I try to keep the Resource tips free as far as possible because a lot of tips elsewhere involve buying expensive supplements and other significant expenses (see these Free tips). Those of us out of work due to health problems find it stressful to have lots of people tell you that the amazing thing that is going to make you well is such-and-such but it will cost you £500 one off, or £140 every month, to do a therapy properly. Of course this money is actually worth it in a cost-benefit analysis if it does make you well as we would earn well over this if we got back to work (and I am a believer that people with ME/fibromyalgia/POTS do go into full functional recovery or remission). However, how do we know which expensive treatment will work for our specific, ill-defined problem?
Anyway, this post breaks the mold a bit for this site by recommending some products of middling expense which may make your everyday life more comfortable, until you achieve recovery. At this point in time I don’t receive any affiliate funding, so this is just based on my personal experience without any incentive to sell you things. I’m not adverse to doing affiliate funding or reviewing free products in the future (hint! hint!) but I would always tell you if my opinion may be biased in this way.
The product that prompted me to write this post is the Marielle Bra. I just bought 4 for £7.45 (images are linked in this post):
This tip is likely to only be relevant to female spoonies (sorry guys) but these are so much more comfortable than wired bras I had to include them.

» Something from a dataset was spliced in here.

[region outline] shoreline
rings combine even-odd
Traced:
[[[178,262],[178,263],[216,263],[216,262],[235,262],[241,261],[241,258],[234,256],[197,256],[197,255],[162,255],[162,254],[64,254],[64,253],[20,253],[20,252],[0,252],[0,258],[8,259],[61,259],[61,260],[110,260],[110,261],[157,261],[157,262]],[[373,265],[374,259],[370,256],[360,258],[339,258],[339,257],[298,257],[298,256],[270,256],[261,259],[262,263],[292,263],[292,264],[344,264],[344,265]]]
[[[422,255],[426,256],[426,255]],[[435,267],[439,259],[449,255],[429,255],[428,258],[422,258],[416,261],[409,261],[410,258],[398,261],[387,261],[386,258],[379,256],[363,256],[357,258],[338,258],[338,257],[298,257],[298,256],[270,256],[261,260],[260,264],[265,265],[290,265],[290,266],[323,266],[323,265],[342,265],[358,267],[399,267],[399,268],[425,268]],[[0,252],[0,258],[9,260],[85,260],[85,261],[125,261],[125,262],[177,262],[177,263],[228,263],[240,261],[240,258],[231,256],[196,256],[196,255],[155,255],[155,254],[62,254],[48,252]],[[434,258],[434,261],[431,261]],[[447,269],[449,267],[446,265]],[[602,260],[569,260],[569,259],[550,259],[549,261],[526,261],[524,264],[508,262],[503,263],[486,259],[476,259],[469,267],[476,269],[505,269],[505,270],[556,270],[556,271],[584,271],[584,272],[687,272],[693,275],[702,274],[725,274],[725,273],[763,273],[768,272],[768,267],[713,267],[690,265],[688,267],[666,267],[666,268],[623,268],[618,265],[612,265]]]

They are completely seamless and contain no wires, just a 4-way stretch fabric. They are ideal to sleep and rest in or to wear with your heart rate monitor (which becomes uncomfortable rubbing against a wired bra). I think they are slightly less flattering than a standard bra to wear out, but that may depend on your figure. I noticed one reviewer wore one at a time in the house and two (for extra support) when she goes out. Also, check the size guide before ordering as they aren’t in standard bra sizes.
V is for Very Comfy
Following on from my newest buy is my longest serving comfort aid: a V pillow to use to sit up in bed or on the sofa.

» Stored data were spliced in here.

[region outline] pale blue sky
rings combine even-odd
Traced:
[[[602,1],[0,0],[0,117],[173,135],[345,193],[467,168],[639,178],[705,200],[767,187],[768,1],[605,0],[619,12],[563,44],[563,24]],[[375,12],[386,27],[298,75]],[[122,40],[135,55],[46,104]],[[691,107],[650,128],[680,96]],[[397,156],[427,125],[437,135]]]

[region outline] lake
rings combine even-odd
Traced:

Prices start from around £3 on Amazon and Ebay although it seems like the best deals are with a cover included. It makes it much more comfortable to sit up.
You may prefer a wedge pillow or bolster pillow. I’m holding off buying a wedge pillow as I want to find a way to raise the angle of my whole mattress for POTS purposes, without breaking the bed.
There are also some interesting looking bolsters like this, advertised for pregnant women, but looks suitable for spoonie needs:
I haven’t tried this but you use it like so:
This type of lounger is said to be the best way to sit for POTS and Orthostatic Intolerance (can’t remember where I read this):
This may be because it defies gravity! You can lie at an angle that feels good for you and gradually sit up more as you get better. I have one exactly like the image above in my garden and I go outside most days over the summer. Some people use these inside as well as out (eg to watch TV or rest).
Close the Curtains
Unless you’re severely ill at the moment, you don’t really want to be shut in behind closed curtains just because your worst symptom is light sensitivity. When I’m outside on the gravity recliner I’m wearing sunglasses and a wide brim hat. Last year I used a parasol that attached to the recliner but it kept breaking, so I won’t recommend that.
On days when my eye pain is bad I sometimes sit in the garden with a 3D eye mask on:
You can buy these from ~£2 and the 3D shape means they don’t press on your eyes. Combine with some ear plugs and you can block out overwhelming sounds too (apparently you can buy made-to-measure ear plugs that block out specific sounds so you can hear human voices still, I haven’t tried this). Eye masks are also good for daytime naps, although I find the strap gets a bit uncomfortable. If you’re a princess it looks like this:
I find overhead, electric lights cause the worst pain. Something that helps a bit, especially in winter, is these lightbulbs in lamps:
You can set them at the best brightness for you using an ordinary switch (no need for a dimmer switch). If your relatives are in the room by themselves they can have it at full brightness.
If I was buying new lightbulbs now though I think I’d go for a Smart one or a remote control so that you don’t have to get up to turn the light on and off. By the way, has anyone been successful in getting this type of wifi technology through Occupational Therapists?
A major problem in POTS is blood pooling in the lower legs. Support tights help this by exerting pressure which acts like a substitute for the vasoconstriction which should be happening naturally. I soon discovered though that the official tights are very expensive (considering I need several pairs and they ladder so won’t last that long). I’ve been experimenting with searches and some standard support tights are quite good. My current Ebay search is: tights graduated support ((medium, duomed, 8, class II, class 2)). You may benefit from cutting a hole in the crotch to allow air to circulate…
You can get sports leggings (which men may prefer!):
I bought some of the long socks.
The full-on macho option is the Anti-G astronaut suit:
This would probably defy gravity more effectively than a recliner chair…
If you found these tips helpful, I recommend getting the excellent Severe ME/CFS A guide to living by Emily Collingridge. It has a lot of practical information including some information relevant to those who aren’t currently ‘severe’.
What should I buy which has improved your life and costs under £100 (and you get no money for recommending!)?